The bill, which the governor plans to sign Wednesday afternoon in a pubic ceremony, includes background checks for all private sales, a magazine limit of 10 rounds for rifles and 15 rounds for handguns, raising the gun purchase age to 21, and a ban on bump stocks.
Two of the four state lawmakers to speak, Sens. Dick Sears, of Bennington, and John Rodgers, of Essex-Orleans, are Democrats. If Scott signs S.55, Rodgers said he would consider making a run for governor to defeat him.
“I’m here to call on Governor Scott today to keep his word and live up to his campaign promises that he would not sign legislation that takes away rights from law-abiding Vermonters,” Rodgers said. “Many thousands of Vermonters donated money, helped fundraisers and convinced others to vote for Governor Scott and came out to vote for him based on that promise.”
Rodgers hinted that Scott’s actions on guns will have a strong influence on his decision about a 2018 bid.
“There’s been a whole bunch of people asking me to run for governor. … I was certainly thinking about it, but I don’t think the signing or vetoing of this bill alone, I don’t think gets me to that decision.
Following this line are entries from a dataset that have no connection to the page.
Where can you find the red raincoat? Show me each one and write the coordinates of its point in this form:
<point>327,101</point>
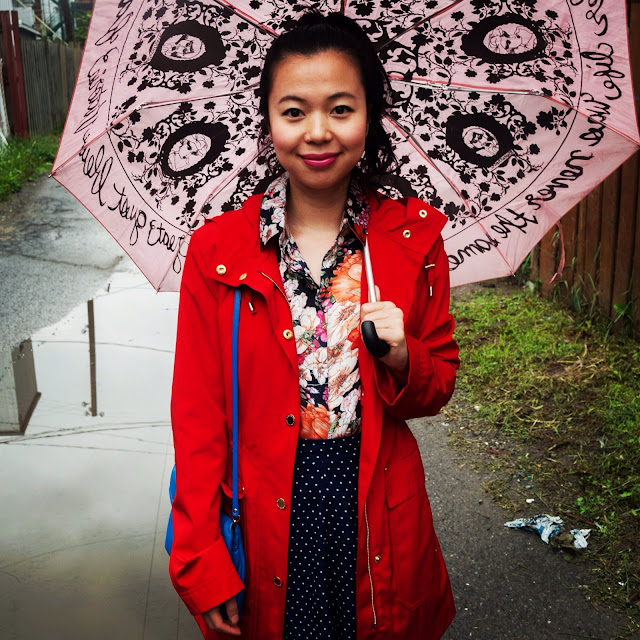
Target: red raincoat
<point>402,587</point>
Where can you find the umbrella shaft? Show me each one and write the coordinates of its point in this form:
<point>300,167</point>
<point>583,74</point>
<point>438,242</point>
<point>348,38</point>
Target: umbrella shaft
<point>369,271</point>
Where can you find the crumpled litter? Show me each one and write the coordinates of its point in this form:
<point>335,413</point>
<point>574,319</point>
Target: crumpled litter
<point>550,530</point>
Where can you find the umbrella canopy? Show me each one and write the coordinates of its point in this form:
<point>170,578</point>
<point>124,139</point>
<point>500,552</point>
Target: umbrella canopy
<point>505,114</point>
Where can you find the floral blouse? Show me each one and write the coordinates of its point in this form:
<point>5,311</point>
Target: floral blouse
<point>326,317</point>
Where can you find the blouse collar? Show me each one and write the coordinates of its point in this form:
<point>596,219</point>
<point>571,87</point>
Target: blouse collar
<point>274,202</point>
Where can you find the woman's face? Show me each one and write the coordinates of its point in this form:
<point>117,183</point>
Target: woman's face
<point>318,119</point>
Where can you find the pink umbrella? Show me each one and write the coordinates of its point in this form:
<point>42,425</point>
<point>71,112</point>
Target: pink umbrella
<point>506,113</point>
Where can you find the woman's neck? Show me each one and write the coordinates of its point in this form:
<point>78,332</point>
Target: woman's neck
<point>313,210</point>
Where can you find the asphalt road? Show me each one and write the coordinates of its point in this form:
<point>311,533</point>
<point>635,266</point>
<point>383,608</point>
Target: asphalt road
<point>53,256</point>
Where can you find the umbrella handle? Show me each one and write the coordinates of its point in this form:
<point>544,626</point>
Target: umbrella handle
<point>376,347</point>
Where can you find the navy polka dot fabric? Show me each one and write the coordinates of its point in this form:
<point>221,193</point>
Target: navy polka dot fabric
<point>321,600</point>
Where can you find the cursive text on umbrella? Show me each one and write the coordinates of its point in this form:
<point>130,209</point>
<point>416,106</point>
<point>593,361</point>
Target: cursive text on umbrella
<point>96,90</point>
<point>569,174</point>
<point>96,167</point>
<point>594,13</point>
<point>604,60</point>
<point>121,20</point>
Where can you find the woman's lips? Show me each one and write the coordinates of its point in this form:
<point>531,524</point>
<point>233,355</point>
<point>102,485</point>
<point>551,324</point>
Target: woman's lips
<point>319,159</point>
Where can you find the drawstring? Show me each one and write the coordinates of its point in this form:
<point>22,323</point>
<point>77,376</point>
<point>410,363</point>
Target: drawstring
<point>373,606</point>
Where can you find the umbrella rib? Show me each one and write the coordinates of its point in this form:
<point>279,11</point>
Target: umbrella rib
<point>435,84</point>
<point>247,17</point>
<point>419,24</point>
<point>219,187</point>
<point>227,94</point>
<point>416,145</point>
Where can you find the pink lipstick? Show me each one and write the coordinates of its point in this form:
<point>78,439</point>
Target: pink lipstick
<point>319,160</point>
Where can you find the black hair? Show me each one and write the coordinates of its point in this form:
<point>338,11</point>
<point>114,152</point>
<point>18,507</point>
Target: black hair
<point>315,33</point>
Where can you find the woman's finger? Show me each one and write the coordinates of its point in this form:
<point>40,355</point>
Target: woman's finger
<point>231,606</point>
<point>214,620</point>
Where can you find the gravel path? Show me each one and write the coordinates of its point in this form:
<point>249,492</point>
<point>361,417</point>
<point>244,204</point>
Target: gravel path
<point>507,584</point>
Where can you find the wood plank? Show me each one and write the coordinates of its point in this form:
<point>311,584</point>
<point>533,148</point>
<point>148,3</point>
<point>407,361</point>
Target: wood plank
<point>593,206</point>
<point>626,232</point>
<point>569,230</point>
<point>547,261</point>
<point>608,232</point>
<point>535,263</point>
<point>578,278</point>
<point>635,289</point>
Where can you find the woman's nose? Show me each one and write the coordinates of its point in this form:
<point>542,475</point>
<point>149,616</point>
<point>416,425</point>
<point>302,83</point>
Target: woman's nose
<point>318,129</point>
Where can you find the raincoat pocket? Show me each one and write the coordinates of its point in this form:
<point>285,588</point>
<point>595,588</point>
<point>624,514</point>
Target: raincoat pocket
<point>408,509</point>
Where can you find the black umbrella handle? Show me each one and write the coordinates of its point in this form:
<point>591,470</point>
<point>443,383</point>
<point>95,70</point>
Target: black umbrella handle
<point>376,347</point>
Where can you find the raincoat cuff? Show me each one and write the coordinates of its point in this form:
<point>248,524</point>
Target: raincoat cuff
<point>223,583</point>
<point>419,364</point>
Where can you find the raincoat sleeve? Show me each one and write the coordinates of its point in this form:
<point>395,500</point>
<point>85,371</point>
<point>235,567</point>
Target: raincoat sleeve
<point>433,353</point>
<point>200,566</point>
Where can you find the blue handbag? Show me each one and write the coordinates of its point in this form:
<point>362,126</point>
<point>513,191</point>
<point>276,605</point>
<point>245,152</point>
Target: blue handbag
<point>229,524</point>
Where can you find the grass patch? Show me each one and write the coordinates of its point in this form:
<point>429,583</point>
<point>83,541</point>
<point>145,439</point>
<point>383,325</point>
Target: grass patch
<point>22,160</point>
<point>560,401</point>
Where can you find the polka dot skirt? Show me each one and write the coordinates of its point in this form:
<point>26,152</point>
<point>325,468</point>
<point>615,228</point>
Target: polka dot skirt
<point>321,599</point>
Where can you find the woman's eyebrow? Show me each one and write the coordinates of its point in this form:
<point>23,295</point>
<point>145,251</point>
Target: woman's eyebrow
<point>333,96</point>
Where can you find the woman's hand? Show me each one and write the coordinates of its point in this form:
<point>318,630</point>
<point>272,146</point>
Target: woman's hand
<point>214,620</point>
<point>389,321</point>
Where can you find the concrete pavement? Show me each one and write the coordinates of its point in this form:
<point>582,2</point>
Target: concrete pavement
<point>84,499</point>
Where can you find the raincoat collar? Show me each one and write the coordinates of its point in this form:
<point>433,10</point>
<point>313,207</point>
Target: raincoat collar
<point>395,228</point>
<point>273,210</point>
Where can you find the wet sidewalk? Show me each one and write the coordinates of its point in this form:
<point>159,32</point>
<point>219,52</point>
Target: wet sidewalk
<point>84,498</point>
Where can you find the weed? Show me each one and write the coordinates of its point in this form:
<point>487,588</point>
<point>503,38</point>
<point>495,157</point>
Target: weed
<point>22,160</point>
<point>567,393</point>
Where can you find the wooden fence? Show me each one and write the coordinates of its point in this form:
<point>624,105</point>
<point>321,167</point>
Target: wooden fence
<point>40,77</point>
<point>50,69</point>
<point>602,235</point>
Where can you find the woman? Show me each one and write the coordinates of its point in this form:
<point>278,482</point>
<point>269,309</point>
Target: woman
<point>337,527</point>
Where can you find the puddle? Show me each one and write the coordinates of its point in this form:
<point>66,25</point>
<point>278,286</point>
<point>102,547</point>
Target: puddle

There’s much more to take in.”
After the news conference, House Minority Leader Don Turner, R-Milton, said there’s a sense of opportunity for pro-gun rights lawmakers to win seats.
“I think there is an opportunity to have candidates become interested in the process at this point,” he said. “We need a greater balance, but … it can’t be a one-issue candidate.
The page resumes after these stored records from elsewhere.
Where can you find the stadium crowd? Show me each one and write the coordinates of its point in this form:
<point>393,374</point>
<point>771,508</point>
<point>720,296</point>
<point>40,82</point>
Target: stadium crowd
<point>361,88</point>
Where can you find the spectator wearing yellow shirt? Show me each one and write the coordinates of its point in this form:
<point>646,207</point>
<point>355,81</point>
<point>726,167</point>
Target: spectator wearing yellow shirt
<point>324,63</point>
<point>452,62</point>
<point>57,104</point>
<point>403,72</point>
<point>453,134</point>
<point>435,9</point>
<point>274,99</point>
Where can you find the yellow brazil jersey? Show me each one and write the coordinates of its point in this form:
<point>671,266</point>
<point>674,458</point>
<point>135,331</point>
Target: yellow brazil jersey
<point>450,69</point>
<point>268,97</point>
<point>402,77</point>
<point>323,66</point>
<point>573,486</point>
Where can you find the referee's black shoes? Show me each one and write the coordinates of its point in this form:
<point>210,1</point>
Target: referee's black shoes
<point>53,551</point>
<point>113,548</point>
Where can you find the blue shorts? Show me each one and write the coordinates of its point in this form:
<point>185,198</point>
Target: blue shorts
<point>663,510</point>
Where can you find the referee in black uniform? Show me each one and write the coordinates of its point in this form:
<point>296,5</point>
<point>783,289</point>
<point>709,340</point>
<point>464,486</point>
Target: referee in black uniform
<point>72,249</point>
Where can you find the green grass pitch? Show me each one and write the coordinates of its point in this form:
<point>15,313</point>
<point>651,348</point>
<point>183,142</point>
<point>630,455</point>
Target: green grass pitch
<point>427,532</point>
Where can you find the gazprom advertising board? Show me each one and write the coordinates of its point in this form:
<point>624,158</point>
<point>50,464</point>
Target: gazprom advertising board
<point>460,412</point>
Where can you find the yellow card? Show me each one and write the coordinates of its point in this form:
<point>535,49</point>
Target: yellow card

“I think that people are angry — I think that people may now say they are interested and put their petition in, but doing that and getting to the ‘Remember November’ is another story all on its own.”
Rep. Patrick Brennan, R-Colchester, said he has noticed an increase in support for new Republican candidates in his community.
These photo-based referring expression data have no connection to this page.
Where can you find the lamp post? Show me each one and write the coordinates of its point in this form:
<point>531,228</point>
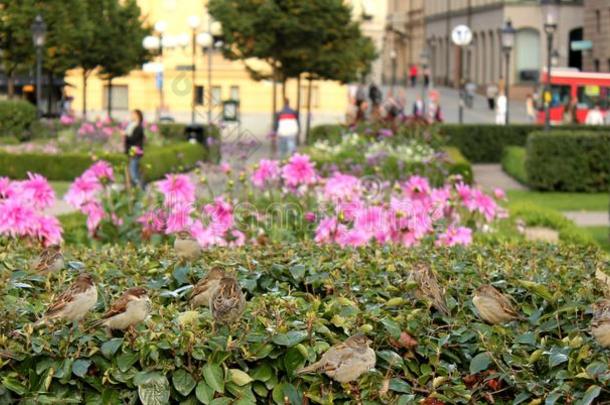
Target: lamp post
<point>550,15</point>
<point>193,22</point>
<point>393,58</point>
<point>508,42</point>
<point>39,30</point>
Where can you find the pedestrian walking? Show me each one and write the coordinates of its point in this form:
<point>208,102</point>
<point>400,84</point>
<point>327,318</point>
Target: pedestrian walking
<point>491,93</point>
<point>413,75</point>
<point>287,129</point>
<point>133,139</point>
<point>529,108</point>
<point>501,108</point>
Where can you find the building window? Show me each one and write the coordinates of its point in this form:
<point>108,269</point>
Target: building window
<point>199,94</point>
<point>235,93</point>
<point>120,97</point>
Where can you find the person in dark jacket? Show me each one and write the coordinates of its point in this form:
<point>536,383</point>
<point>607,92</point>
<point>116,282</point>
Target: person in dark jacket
<point>134,146</point>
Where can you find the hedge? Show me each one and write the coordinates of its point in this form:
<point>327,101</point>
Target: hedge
<point>156,163</point>
<point>568,161</point>
<point>16,118</point>
<point>513,163</point>
<point>302,299</point>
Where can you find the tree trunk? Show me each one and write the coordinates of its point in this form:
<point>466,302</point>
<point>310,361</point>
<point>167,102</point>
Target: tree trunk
<point>85,77</point>
<point>10,85</point>
<point>109,112</point>
<point>298,107</point>
<point>309,86</point>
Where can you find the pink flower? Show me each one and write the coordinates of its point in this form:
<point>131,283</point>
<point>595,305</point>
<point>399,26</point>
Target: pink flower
<point>499,194</point>
<point>95,214</point>
<point>177,189</point>
<point>179,218</point>
<point>101,170</point>
<point>455,236</point>
<point>299,171</point>
<point>266,172</point>
<point>83,190</point>
<point>342,187</point>
<point>37,191</point>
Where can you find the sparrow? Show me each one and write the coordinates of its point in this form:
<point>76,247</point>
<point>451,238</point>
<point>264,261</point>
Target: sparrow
<point>600,325</point>
<point>204,289</point>
<point>131,308</point>
<point>346,361</point>
<point>186,246</point>
<point>493,306</point>
<point>51,260</point>
<point>227,302</point>
<point>429,289</point>
<point>74,303</point>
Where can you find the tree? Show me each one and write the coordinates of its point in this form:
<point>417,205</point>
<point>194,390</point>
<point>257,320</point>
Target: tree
<point>123,35</point>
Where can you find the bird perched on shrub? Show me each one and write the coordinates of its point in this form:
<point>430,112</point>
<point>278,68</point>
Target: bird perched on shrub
<point>600,325</point>
<point>227,302</point>
<point>493,306</point>
<point>428,288</point>
<point>186,247</point>
<point>51,260</point>
<point>204,289</point>
<point>131,308</point>
<point>74,303</point>
<point>346,361</point>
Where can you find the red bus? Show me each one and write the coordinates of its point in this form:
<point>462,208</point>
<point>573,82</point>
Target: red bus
<point>573,94</point>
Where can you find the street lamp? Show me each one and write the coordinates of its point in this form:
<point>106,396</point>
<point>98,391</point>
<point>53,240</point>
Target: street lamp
<point>550,15</point>
<point>393,57</point>
<point>39,30</point>
<point>193,22</point>
<point>508,42</point>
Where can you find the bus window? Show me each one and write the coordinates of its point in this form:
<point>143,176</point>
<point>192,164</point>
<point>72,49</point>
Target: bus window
<point>589,96</point>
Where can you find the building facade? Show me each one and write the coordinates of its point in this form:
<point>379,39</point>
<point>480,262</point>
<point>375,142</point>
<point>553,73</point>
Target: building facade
<point>597,30</point>
<point>483,62</point>
<point>144,90</point>
<point>404,39</point>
“We have a local Republican committee meeting every other Monday, normally with about 8 or 10 people. But we had 36 people there and four candidates last night.”
He added, “I would urge Governor Scott one more time to honor his campaign promise and veto S.55 and honor his promises to the sportsmen and women of Vermont.”
Sen. Dick Sears, D-Bennington, who also opposes S. 55, said he wants Scott to sign S.221, which allows guns to be taken away from anyone a judge has determined to be an extreme risk to himself or others. He also urged the signing of H.422, which allows law enforcement to confiscate firearms during an alleged domestic violence situation.
“I think it’s important for Vermonters to recognize that all these groups that usually don’t even talk to each other, or usually talk all over each other, came together to develop two important bills,” Sears said.
“I want to thank the Gun Owners of Vermont, Vermont Traditions Coalition, Gun Sense Vermont, the Vermont Federation of Sportsmen’s Clubs and many other groups who came together to work on these two bills.”
But Bill Moore, a spokesman for the Vermont Traditions Coalition, said the group only supports the legislation on removing guns in extreme risk situations, and after due process before a judge.
“We only definitively support S.221 as passed by the Senate,” he said.
On S.221, Sen. Joe Benning, R-Caledonia, explained how he initially was against the bill but over time he came to support it.
“My first reaction when senator Sears introduced that bill was to scratch my head and say, ‘Are you crazy?’” he said. “But the more that I thought about it and read it, I recognized it was the first actual attempt at getting behind the mind of a shooter before they actually pulled the trigger. And I can’t stress that enough, because every other bill that we’ve been talking about doesn’t come close to getting into the mind of the shooter.”
Keith Stern, a gubernatorial candidate on the Republican side, told True North earlier in the day that he supports the wave of opposition to S.55, and hopes Vermonters will back his attempt to unseat the governor as a result.
“I think people are feeling very betrayed, and with good reason,” he said.